— Да, конечно, ответьте. — Кореец взмахом руки разрешает выйти.

Я кидаюсь из кабинета под трезвон своего телефона, как останавливаюсь в замешательстве у выхода — за мной следует Архивариус.

— Тогунде вас проводит. Простите, но таковы порядки.

Отлично просто! Я киваю и выхожу в коридор, смиряясь с тем, что разговор будет проходить под надзором Сената.

— Да?

Готовый услышать знакомый тембр Ганна с беспечными юношескими нотками, но застываю в шоке, когда в трубке звучит ЕЁ голос. Мое сердце забывает, как надо стучать, сбиваясь с ритма.

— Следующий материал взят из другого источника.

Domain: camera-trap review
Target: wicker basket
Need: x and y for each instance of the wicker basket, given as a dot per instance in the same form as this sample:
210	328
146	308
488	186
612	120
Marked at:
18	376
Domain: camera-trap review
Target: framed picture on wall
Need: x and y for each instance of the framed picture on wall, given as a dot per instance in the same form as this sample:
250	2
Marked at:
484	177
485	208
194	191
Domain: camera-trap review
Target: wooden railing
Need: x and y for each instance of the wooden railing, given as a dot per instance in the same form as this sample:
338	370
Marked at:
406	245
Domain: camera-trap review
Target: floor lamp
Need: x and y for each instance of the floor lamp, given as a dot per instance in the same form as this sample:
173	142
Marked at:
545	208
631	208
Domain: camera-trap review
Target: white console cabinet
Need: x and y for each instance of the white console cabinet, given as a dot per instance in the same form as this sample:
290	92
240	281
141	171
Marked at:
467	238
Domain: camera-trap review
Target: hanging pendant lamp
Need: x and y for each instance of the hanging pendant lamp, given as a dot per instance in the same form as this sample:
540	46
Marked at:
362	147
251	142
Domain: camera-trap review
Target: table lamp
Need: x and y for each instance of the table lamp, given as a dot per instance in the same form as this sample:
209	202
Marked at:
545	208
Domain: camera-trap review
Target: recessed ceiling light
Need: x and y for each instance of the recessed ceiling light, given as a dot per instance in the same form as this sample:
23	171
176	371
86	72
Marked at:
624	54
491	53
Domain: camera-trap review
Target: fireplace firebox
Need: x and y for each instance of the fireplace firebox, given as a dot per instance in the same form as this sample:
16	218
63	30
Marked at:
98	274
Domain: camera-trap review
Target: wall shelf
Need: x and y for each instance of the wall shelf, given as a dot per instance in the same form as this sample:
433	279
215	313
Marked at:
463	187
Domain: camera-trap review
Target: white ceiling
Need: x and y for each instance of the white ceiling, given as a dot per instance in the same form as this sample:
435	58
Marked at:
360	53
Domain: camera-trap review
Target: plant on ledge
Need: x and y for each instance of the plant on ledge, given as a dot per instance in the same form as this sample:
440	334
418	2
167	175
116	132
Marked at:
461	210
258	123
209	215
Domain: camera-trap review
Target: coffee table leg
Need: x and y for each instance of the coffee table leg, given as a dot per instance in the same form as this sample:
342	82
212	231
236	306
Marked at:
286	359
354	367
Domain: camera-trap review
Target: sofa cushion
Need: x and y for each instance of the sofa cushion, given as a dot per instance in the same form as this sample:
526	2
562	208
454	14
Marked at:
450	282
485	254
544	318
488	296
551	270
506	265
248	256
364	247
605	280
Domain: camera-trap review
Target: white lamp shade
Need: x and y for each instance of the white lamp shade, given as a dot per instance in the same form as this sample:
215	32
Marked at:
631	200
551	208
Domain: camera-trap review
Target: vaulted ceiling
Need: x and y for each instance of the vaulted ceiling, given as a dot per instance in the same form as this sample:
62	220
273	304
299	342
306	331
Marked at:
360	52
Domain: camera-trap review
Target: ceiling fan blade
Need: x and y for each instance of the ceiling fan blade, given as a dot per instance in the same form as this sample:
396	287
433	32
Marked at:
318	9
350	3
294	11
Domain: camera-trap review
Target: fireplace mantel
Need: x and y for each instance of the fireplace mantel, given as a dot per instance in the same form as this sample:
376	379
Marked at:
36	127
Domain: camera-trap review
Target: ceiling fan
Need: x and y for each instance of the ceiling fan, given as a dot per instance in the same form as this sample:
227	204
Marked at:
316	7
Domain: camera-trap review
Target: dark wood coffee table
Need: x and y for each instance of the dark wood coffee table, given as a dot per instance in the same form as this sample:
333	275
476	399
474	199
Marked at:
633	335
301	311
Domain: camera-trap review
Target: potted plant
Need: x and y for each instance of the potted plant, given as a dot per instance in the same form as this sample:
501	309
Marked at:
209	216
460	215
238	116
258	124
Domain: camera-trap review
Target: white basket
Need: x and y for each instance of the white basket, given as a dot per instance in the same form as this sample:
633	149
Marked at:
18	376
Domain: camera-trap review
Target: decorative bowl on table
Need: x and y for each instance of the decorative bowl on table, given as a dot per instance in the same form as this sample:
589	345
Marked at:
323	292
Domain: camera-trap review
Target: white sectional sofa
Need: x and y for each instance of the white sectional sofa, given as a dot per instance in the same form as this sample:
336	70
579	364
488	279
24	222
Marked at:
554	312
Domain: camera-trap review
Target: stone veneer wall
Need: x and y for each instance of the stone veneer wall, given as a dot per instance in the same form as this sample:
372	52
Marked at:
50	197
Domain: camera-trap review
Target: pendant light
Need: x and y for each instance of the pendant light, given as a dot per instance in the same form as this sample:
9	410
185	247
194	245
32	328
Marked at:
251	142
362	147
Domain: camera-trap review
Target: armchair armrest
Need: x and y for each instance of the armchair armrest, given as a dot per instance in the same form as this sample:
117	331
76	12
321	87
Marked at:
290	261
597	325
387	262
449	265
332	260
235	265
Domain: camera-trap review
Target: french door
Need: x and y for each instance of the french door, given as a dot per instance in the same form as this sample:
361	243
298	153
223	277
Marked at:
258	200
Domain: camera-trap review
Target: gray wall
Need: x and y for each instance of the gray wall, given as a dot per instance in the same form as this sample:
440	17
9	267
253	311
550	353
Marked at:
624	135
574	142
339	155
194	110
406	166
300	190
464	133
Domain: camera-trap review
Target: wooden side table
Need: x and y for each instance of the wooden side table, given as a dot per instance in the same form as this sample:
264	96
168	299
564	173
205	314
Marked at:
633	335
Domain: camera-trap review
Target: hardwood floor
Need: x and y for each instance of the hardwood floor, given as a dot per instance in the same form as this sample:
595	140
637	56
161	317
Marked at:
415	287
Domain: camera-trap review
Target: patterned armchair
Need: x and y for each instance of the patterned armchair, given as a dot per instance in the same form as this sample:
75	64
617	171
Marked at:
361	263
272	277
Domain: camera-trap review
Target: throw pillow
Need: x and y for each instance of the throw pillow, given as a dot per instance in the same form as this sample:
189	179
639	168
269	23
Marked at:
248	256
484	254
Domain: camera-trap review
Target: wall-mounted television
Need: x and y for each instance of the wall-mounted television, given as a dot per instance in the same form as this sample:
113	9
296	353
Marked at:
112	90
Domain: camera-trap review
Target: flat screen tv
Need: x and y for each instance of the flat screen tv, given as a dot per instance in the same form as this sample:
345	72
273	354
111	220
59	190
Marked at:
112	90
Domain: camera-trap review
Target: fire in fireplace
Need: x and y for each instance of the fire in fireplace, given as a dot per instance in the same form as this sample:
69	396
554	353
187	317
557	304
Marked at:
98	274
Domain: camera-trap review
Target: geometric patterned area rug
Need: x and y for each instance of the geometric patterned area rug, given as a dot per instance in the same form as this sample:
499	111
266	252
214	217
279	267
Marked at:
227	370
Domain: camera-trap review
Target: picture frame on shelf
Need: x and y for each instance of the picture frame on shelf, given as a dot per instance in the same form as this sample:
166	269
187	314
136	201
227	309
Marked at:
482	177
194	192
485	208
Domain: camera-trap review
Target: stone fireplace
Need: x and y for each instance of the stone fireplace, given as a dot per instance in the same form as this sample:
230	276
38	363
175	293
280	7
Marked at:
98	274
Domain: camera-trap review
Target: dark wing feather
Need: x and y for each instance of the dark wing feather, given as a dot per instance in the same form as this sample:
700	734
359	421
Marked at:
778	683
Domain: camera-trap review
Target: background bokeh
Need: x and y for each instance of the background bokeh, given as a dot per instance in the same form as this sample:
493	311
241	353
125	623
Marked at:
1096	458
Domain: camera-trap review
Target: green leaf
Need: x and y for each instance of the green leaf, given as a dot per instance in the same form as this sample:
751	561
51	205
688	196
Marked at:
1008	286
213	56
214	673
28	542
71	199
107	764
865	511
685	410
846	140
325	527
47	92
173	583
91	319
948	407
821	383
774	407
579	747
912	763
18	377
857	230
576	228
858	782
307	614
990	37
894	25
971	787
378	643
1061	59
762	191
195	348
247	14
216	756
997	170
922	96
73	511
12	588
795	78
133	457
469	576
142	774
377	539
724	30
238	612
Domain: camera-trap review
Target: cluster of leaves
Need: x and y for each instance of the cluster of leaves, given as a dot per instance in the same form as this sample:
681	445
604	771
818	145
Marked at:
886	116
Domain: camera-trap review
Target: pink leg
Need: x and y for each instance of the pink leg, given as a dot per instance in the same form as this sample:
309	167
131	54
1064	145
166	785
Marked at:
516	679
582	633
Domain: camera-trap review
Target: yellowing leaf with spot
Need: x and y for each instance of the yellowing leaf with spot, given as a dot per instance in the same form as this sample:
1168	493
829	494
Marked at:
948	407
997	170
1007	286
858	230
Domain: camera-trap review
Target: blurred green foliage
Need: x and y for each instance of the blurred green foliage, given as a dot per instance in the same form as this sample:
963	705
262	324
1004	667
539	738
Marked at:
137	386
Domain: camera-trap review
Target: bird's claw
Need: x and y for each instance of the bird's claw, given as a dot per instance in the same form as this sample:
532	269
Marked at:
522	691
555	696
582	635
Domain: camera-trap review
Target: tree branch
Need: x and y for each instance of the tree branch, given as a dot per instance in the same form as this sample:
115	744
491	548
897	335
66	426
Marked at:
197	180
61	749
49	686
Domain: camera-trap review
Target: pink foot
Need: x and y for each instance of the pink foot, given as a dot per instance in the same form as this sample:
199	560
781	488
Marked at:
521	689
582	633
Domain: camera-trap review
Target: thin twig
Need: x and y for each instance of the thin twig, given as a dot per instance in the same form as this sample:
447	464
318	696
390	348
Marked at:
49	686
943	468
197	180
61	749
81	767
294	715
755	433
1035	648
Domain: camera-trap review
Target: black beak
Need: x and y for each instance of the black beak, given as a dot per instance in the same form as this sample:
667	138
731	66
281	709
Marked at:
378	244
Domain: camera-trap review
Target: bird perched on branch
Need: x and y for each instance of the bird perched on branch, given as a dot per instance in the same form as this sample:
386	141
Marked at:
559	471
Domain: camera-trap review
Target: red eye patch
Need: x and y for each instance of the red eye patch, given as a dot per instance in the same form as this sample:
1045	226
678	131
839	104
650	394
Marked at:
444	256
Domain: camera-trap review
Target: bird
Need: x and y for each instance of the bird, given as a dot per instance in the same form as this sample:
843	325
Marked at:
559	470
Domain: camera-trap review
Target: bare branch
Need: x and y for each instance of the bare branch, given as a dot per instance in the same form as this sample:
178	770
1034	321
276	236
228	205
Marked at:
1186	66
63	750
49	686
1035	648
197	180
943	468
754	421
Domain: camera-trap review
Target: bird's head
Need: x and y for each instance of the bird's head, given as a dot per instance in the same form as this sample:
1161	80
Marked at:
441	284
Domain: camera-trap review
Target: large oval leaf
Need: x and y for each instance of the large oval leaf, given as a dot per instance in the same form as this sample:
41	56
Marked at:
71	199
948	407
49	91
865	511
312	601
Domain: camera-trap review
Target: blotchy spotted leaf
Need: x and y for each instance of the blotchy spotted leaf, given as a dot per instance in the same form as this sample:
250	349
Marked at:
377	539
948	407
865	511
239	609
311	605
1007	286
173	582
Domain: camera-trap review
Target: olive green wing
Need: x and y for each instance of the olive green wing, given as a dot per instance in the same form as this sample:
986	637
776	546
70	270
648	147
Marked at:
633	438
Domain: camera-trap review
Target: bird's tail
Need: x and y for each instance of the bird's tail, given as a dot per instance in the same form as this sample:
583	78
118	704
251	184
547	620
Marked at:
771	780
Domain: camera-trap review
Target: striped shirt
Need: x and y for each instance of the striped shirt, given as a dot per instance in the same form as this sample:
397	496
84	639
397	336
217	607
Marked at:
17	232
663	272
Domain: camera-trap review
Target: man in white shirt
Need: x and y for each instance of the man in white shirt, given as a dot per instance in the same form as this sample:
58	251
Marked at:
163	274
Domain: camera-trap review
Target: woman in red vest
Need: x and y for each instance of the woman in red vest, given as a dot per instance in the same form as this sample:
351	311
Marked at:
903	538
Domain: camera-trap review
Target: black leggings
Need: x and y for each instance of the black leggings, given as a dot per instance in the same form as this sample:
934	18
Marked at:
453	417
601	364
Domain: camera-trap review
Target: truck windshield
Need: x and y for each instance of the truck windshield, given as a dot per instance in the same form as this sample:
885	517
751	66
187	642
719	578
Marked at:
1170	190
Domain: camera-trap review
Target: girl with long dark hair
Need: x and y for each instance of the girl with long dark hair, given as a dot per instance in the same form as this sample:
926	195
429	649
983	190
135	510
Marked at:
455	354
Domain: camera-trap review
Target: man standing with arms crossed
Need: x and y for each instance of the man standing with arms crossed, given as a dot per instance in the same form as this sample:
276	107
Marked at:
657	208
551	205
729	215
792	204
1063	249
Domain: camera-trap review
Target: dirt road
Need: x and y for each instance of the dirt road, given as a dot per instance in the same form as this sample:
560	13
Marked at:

— Рэйнольд? Это я, Мелани.

Всё, что я могу сказать это сухое «да». На меня, не отрывая взгляда, пялится Тогунде, будто мой надсмотрщик в тюрьме. Сложив руки в ожидании, он замер в позе, превратившись во внимание. Сама собранность. У меня же пересыхает в горле и дрожат руки, но стараюсь не показать свою нервозность и радость, что могу слышать её.

— Я звоню поздравить тебя. Слышала, что у тебя сегодня день рождения…

Ее голос мягкий, тихий, неуверенный, но такой родной, такой реальный. Где же ты, Мел?

— Да. Спасибо.

В трубке повисает пауза. Я слышу ее дыхание и понимаю, что она в замешательстве. Не молчи, милая, не молчи!

— Как у тебя дела? — Я первым нарушаю эту тишину. Мои мысли путаются, в голове полный кавардак.

— У меня? Ничего… Нормально. А у тебя?

— Я… соскучился.

Это единственное, что могу сказать ей: малая толика того, что я чувствую. В трубке снова молчание. Слышу тихие всхлипы. Она плачет. Невозможно просто! Я не могу ее успокоить, и от этой беспомощности чувствую себя взвинченным, к тому же еще больше нервирует Тогунде, который уже дернул рукой, глянув на часы — показывает, что пора заканчивать разговор.

— Прости, но не могу говорить сейчас.

— Ты занят?

— Да.

— Может, мне перезвонить?

О боже! Я хочу этого! Но нельзя. Я не знаю, сколько пробудут тут Архивариусы. Да и опасно. Клаусснер уже в карцере. Мне еще не хватало там оказаться. Боюсь, как бы Архивариусы не оставили здесь кого-нибудь из своих или не поставили какие-нибудь магические запреты на нас. Слишком зачастили Саббатовцы в судах. Это чревато проблемами.

— Не стоит. Не звони. — «Не рискуй», — мысленно добавляю я. На том конце снова молчат. И я делаю то, что не должен был при Тогунде, проклиная себя на чем свет стоит: — И прекрати, пожалуйста, меня… звать.

— Звать?

В голосе Мелани слышатся нотки удивления. Это как глоток свежего воздуха, потому что слышать печальный голос невероятно тяжело. Я еле сдерживаю себя, чтобы не прошептать ее имя в трубку…

— Да. Ты постоянно зовешь. Позавчера ты сидела на ступеньках и позвала меня…

Я слышу глухую тишину, что на мгновение пугаюсь, что звонок прервался:

— Алло?

— Я тут. Просто… как? Я же была в Вяземке!

— Я тебя слышу! — Рычу я в трубку, ловя сосредоточенный взгляд Тогунде. Твою мать! Он может на минуту отвлечься?

— Рэй, это невозможно! Я же смертная.

Я только уж собирался ответить, как дверь открылась и в коридор вышла Кристен.

— Рэй! — Она громко окликает, разнося мое имя эхом по коридорам Саббата, и кивком головы указывает на кабинет. — Пошли! Они требуют именинника. Наверное, поздравлять будут.

Тогунде хмыкает на шутку Деннард, расслабляясь в своей позе.

— Меня зовут. Не могу больше говорить.

— Да, конечно.

Мне не нравится, как прозвучал ее голос! Но времени нет.

— Прости, — шепчу я в трубку и отключаю мобильник. Тогунде взмахом руки приглашает в кабинет. Я тяжело вздыхаю, пытаясь отвлечься и настроиться на предстоящий допрос. В конце концов, у меня теперь есть возможность с ней связываться. Если она звонила с телефона Кевина, то значит Ганн рядом с ней. А это уже много!